Who will disappoint?

Answer: Michigan Wolverines – About 15 games into this season, I thought the Wolverines were the best team in the country.  Trey Burke is a Player of the Year candidate.  They have firepower galore.  They also settle for a lot of perimeter shots, and don’t play very good defense.  Combine that with an underwhelming coach in John Beilein; and you have a tournament disappointment.


Who will come out of the East?

Answer: Syracuse Orange – I realize the Orange didn’t exactly set the world on fire down the stretch.  The talent and experience is there to make this a formidable foe in the tourney.  The Orange has solid guard play, and James Southerland has been torching the nets from three.  The first major test should be the Indiana Hoosiers in the Sweet 16.  For teams that haven’t run into it often, the length of the Syracuse zone defense can be a real problem.  I think both Indiana and the Miami Hurricanes struggle with that problem and the Orange crash the Final Four.

Which dark horse team could take the region?

Answer: Temple Owls – The East seems like the least likely to have a dark horse representative in the Final Four.  However, my rationale is simple.  Temple plays a methodical style, and has a player in Khalif Wyatt who is capable of carrying a team on his back.  If the Owls were to knock off Indiana in the round of 32, I could see them making their way through the weakest of the regions.

Which lower seed could make some noise?

Answer: Bucknell Bison – This is a flat out good team.  Mike Muscala will be a household name by the time the Bison exit the tourney.  Bucknell is well balanced, and has played major competition.  This is the one double-digit seed I’m confident will go to the Sweet 16 at minimum.  They’ll get by the Butler Bulldogs and then oust the Davidson Wildcats after they pull the upset of the Marquette Golden Eagles.  Once they get that far, who knows what can happen.

Who will disappoint?

Answer: Indiana Hoosiers – Again, being the top seed has its privileges, and its drawbacks.  The Hoosiers have been their own worst enemy when they’ve lost this season.  They just seem to lose focus.  I don’t see them keeping it for three straight weeks.  If they do, they could win it all.  If they don’t, they could suffer a worse fate than the Sweet 16 ouster I’ve predicted for them.

Final Four

As you can see, in breaking down the regions, I gave you my Final Four picks.  Louisville out of the Midwest region vs.

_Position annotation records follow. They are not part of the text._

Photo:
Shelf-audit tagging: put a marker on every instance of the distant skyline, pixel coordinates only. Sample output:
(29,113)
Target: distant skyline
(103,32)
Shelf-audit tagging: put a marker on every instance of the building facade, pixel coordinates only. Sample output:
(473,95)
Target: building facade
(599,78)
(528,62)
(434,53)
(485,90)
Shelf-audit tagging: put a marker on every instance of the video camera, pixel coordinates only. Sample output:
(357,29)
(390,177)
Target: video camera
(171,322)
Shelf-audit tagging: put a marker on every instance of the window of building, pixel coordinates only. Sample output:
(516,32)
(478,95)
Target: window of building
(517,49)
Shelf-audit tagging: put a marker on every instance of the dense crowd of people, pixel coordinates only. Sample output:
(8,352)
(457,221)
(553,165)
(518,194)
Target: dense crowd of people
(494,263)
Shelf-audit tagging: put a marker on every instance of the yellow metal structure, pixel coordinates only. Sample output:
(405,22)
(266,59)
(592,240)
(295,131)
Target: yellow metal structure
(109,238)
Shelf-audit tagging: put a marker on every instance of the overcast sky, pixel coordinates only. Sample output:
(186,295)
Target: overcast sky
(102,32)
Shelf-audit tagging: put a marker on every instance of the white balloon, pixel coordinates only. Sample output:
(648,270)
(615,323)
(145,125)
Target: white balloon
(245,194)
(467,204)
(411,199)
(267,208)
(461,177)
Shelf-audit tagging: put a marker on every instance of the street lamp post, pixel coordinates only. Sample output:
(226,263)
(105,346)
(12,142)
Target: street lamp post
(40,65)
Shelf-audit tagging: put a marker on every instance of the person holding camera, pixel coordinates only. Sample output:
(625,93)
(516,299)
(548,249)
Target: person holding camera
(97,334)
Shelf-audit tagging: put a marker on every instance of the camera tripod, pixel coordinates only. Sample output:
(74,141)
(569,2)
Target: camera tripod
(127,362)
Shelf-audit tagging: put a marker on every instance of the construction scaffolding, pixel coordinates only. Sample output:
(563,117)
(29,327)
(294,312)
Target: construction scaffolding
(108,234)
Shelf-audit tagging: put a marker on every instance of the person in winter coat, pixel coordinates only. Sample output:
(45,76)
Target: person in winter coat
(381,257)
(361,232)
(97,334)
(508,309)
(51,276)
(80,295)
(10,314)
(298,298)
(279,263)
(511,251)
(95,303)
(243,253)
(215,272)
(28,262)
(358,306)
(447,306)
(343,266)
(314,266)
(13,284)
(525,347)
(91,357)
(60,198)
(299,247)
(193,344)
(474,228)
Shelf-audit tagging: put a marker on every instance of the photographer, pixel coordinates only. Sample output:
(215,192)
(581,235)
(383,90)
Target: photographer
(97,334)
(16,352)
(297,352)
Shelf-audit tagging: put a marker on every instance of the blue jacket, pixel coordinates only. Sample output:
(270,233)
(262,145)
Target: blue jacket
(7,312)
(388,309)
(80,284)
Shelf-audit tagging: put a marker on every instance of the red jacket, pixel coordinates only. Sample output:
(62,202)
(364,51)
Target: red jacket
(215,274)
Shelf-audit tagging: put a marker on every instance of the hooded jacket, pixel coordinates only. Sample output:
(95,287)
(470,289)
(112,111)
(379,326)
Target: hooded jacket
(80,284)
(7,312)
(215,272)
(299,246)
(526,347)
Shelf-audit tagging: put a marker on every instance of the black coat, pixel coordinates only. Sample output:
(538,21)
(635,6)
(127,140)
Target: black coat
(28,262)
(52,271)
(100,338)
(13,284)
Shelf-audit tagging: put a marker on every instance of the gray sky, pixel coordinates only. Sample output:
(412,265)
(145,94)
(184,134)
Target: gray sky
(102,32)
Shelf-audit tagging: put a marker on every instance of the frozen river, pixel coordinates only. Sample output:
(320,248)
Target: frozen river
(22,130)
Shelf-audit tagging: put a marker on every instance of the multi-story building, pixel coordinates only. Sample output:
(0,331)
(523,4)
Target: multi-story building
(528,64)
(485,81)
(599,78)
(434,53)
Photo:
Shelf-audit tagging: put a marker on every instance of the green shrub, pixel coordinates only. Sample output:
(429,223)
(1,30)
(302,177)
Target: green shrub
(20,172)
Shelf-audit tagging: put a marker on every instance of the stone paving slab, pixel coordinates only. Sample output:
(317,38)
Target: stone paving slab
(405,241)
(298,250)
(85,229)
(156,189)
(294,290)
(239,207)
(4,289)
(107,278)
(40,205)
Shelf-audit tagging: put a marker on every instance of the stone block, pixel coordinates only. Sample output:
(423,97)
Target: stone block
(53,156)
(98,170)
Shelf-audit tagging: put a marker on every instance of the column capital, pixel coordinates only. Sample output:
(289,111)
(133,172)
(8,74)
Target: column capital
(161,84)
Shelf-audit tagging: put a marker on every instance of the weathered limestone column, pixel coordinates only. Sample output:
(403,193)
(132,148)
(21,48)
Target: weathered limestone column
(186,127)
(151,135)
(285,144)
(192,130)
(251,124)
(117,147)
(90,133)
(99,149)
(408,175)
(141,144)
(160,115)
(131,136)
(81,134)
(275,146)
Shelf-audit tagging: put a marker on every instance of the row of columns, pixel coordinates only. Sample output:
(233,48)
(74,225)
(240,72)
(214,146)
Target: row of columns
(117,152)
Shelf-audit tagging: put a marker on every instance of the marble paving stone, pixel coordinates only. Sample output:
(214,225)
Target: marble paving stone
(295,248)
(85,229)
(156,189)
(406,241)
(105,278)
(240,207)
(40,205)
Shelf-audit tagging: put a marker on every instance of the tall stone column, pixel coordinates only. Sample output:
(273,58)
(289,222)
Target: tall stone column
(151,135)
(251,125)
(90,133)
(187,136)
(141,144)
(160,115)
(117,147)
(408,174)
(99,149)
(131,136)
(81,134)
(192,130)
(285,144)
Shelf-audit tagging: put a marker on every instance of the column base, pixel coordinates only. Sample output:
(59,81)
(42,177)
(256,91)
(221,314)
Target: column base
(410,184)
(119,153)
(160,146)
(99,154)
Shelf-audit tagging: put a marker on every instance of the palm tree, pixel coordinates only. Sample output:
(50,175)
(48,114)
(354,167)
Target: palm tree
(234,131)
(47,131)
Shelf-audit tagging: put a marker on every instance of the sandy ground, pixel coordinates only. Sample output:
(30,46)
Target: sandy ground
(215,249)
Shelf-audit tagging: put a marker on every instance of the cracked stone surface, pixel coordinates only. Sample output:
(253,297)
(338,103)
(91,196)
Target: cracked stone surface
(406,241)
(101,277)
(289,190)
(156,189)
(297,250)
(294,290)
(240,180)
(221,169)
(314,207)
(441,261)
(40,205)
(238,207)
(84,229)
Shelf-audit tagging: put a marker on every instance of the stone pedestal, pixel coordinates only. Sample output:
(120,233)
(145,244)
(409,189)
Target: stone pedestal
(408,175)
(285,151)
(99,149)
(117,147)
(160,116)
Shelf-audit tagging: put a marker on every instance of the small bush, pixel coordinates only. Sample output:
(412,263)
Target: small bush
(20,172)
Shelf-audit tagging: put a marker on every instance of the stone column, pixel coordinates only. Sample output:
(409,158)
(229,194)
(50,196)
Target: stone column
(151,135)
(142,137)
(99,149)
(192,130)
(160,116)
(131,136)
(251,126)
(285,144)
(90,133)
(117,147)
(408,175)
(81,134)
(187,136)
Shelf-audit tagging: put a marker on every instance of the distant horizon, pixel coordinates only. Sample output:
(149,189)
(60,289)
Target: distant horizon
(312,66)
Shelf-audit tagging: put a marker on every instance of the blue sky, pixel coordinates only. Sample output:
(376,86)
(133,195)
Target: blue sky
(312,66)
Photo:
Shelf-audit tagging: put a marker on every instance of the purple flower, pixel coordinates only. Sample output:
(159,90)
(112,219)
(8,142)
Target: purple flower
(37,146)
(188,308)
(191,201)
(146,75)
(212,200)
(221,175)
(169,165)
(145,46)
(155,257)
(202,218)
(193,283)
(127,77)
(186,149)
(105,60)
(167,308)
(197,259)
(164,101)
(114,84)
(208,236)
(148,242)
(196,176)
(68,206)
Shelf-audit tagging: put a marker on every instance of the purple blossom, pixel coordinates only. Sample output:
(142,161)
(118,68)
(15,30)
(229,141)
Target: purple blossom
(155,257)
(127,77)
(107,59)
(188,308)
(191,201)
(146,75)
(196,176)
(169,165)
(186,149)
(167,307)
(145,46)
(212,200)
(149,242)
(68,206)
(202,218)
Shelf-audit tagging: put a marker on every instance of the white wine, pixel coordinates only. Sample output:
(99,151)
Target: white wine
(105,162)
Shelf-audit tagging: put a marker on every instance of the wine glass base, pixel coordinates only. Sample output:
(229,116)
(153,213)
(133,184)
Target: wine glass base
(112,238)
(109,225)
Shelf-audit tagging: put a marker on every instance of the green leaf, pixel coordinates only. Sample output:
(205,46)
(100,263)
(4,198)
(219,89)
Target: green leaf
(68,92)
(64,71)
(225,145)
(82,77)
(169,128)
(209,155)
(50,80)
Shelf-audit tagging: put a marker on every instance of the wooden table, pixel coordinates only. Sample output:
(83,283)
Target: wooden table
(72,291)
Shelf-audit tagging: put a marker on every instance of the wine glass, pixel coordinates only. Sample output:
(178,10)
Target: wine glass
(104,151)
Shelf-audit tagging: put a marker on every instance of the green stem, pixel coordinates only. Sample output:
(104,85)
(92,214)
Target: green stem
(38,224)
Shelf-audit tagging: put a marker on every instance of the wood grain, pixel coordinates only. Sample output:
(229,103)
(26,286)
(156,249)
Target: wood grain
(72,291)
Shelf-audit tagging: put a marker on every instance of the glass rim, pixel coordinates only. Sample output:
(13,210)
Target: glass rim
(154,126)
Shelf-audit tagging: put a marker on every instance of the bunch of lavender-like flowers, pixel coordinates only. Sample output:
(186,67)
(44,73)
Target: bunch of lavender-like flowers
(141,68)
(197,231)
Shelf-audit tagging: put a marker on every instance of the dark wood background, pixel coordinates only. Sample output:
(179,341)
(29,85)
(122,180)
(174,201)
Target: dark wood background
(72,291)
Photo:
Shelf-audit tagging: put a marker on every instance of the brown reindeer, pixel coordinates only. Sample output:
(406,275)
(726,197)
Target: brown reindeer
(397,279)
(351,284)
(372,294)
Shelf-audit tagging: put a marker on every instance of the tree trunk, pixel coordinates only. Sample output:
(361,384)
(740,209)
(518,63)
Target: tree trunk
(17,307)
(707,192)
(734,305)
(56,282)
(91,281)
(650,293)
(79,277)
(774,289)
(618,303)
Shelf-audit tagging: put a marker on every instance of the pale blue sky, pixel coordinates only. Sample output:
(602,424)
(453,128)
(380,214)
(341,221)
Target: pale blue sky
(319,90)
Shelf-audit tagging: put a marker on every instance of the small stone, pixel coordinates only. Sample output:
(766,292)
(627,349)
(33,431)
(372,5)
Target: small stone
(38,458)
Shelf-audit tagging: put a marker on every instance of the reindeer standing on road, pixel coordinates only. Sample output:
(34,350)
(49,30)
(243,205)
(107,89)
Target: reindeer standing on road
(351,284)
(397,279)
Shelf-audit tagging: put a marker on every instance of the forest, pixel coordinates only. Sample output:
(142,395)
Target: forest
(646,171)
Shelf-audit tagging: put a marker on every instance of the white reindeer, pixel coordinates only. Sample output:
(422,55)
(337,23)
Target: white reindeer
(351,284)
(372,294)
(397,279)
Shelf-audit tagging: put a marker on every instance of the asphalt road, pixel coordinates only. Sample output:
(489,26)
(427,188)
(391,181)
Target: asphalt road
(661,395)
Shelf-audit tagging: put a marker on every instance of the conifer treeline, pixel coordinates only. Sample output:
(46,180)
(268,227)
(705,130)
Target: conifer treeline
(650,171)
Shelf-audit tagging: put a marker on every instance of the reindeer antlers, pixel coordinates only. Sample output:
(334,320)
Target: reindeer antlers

New Mexico out of the West region.  Kansas out of the South region vs. Syracuse out of the East Region.

I’m picking my Louisville Cardinals to once again overcome the New Mexico Lobos.  They battled last season in the round of 32.  This time the stakes are higher, but the outcome will be the same.  The Cardinals take a close one.  The Kansas Jayhawks will end the improbable run by the Syracuse Orange on the other side of the bracket; setting up a Louisville vs. Kansas matchup for the National Title.

I’m picking the Louisville Cardinals to get their third National Championship.  Final score: Louisville Cardinals 72 Kansas Jayhawks 65.